The French existentialist philosopher Jean-Paul Sartre wrote a play called Huis Clos, No Exit, about three characters trapped in a room for all eternity. The most famous line from the play is “l’enfer, c’est les autres” or “hell is other people”.
Not everyone shares Sartre’s apparently misanthropic sense of the hellishness of society. He was clearly something of an intellectual snob for a start: “I found the human heart empty and insipid everywhere except in books”. But many people are uneasy to varying degrees, which is why the perennial problem of the right relationship between the individual and society never goes away.
Sartre was obsessed with the idea of authenticity, a preoccupation shared both by the psychoanalysts and cultural Marxists of the time. Erich Fromm is the figure who best exemplifies both these approaches, most famously in his book The Fear of Freedom, originally published in 1941, just three years before Sartre’s play was first performed.
Sigmund Freud believed that civilization depended on the ability of individuals to conform, but that this was achieved at the cost of neurosis: “when an instinctual trend undergoes repression, its libidinal elements are turned into symptoms, and its aggressive components into a sense of guilt.” (Civilization and Its Discontents). Freud’s thesis is very much in line with Jean-Jaques Rousseau’s famous dictum that “Man is born free and everywhere is in chains”, except that for Freud the chains are internalised, more akin perhaps to Blake’s “mind-forg’d manacles”.
The Muggle answer to the problem of Sartrean social discontent is to try your best to fit in. But that solution has already been ruled out by the existential demand for autonomy, freedom and authenticity. Also, conformity may have some merit in a sane society, but what if the society itself is unhinged?

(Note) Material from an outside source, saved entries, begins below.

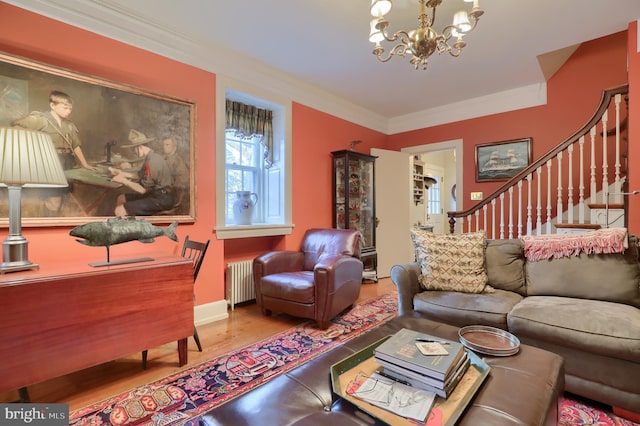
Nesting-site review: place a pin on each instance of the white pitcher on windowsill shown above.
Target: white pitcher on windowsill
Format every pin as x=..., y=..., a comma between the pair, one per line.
x=243, y=207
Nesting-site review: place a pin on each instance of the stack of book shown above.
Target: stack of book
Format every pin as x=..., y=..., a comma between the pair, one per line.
x=423, y=361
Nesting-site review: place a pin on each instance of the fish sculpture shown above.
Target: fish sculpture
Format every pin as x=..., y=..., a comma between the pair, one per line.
x=121, y=230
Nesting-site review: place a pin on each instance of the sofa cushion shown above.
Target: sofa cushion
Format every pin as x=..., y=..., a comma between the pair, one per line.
x=613, y=277
x=593, y=326
x=463, y=309
x=504, y=260
x=451, y=262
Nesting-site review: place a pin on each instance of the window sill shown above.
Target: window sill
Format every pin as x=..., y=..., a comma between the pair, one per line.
x=248, y=231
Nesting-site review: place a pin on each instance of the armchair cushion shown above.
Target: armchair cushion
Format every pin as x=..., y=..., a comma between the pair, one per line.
x=318, y=282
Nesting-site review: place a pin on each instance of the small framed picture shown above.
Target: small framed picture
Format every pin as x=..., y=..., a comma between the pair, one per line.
x=502, y=160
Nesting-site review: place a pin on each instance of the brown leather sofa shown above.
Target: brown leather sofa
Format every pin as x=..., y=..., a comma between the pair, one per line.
x=523, y=389
x=584, y=308
x=318, y=282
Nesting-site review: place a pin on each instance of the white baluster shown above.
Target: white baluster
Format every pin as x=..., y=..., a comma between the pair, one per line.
x=618, y=183
x=510, y=212
x=605, y=165
x=502, y=216
x=493, y=218
x=570, y=186
x=520, y=208
x=593, y=190
x=529, y=219
x=559, y=209
x=581, y=188
x=484, y=217
x=539, y=205
x=548, y=224
x=477, y=215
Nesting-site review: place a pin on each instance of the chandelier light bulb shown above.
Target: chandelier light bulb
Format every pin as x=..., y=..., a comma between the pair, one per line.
x=379, y=8
x=375, y=36
x=461, y=22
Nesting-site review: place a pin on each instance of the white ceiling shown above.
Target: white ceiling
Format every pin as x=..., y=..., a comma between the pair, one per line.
x=318, y=51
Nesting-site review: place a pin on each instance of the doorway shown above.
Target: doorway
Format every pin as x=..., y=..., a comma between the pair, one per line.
x=447, y=157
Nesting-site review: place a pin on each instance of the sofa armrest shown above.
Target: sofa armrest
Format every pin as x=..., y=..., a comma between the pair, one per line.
x=405, y=278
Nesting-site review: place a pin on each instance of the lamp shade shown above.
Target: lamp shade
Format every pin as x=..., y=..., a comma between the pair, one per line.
x=28, y=158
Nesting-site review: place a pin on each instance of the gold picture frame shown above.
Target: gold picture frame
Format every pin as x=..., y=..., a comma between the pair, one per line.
x=502, y=160
x=104, y=113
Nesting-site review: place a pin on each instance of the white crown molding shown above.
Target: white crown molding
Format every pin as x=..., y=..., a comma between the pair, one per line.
x=510, y=100
x=111, y=20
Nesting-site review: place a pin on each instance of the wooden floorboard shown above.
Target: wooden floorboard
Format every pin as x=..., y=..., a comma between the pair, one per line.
x=245, y=325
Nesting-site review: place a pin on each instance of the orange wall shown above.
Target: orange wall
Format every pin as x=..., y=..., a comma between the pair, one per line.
x=573, y=94
x=315, y=135
x=634, y=128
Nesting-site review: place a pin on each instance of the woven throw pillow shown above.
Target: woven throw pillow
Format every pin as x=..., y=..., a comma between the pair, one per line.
x=452, y=262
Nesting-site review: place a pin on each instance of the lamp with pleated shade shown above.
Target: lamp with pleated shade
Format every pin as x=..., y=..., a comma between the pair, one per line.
x=27, y=159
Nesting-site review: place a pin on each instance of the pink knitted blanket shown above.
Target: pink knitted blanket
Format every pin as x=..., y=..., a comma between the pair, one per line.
x=541, y=247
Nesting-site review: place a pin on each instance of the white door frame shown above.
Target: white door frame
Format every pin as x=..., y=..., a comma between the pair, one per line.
x=456, y=145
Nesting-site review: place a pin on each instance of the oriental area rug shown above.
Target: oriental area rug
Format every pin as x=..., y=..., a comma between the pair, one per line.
x=179, y=399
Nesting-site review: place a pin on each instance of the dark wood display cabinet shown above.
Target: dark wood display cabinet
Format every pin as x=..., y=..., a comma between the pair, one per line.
x=354, y=202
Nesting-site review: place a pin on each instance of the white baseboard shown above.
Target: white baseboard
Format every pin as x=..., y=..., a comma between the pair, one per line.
x=210, y=312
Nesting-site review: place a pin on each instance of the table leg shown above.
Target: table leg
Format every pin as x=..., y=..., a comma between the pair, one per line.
x=182, y=351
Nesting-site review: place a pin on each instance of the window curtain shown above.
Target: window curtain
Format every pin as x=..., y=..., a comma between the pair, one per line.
x=248, y=121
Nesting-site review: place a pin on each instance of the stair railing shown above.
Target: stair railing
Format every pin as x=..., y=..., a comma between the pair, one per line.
x=499, y=208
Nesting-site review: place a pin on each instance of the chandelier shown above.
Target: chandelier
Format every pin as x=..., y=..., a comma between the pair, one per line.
x=424, y=40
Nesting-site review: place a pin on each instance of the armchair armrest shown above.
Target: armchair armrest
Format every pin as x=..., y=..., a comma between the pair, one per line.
x=405, y=278
x=276, y=262
x=337, y=270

As Jiddu Krishnamurti put it, “it is no measure of health to be well adjusted to a profoundly sick society”.
Even in a relatively sane and healthy society, the Muggle Way is a satisfactory way out of Sartre’s existential discontent only for those who don’t feel particularly trapped in the first place. For those who feel it keenly, the Muppet Way seems more promising. If we really are in a profoundly sick society, then isn’t the correct response to either pursue socio-political reform, or else overthrow the whole rotten edifice and start again? The revolution versus reform debate simmers away continuously in the minds and hearts of political dissidents and discontents, but the Muppet Way is the way of permanent revolution.
Unfortunately, as the numerous revolutions of the twentieth century volubly attest, this usually simply fulfills the old adage, “out of the frying pan and into the fire”. It seems that the Utopian visions of revolutionary radicals don’t actually pave a way out hell but rather plunge us into a deeper one.
So what about the Diva Way? What about worldly success, fame and fortune? Can enjoying the best society has to offer reduce and even erase our discontent? Will a night at the opera with champagne and caviar do the trick? Apparently not. At least not according to a recent article in the Wall Street Journal entitled Don’t Envy the Super-Rich, They Are Miserable.
The Victim Way obviously won’t get you out of your existential discontent either. Impotently bemoaning your lot and blaming every man and his dog for it, although providing some psychological relief in the short term, inevitably ends up compounding your discontent. The only real practical utility is to provide more fuel for the Muppet Way.
The Addict Way similarly offers immediate relief with long-term negative consequences. In moments of weakness it may seem that the way out is at the bottom of a bottle, but it never is. And the Demon Way, the way of violence, murder and suicide, is best left well alone, for obvious reasons.
There is no way out of this closed room. There are no doors. Huis Clos.
Except upwards. For this is a room without a roof (Pharrell Williams) and the only way is up (Yazz).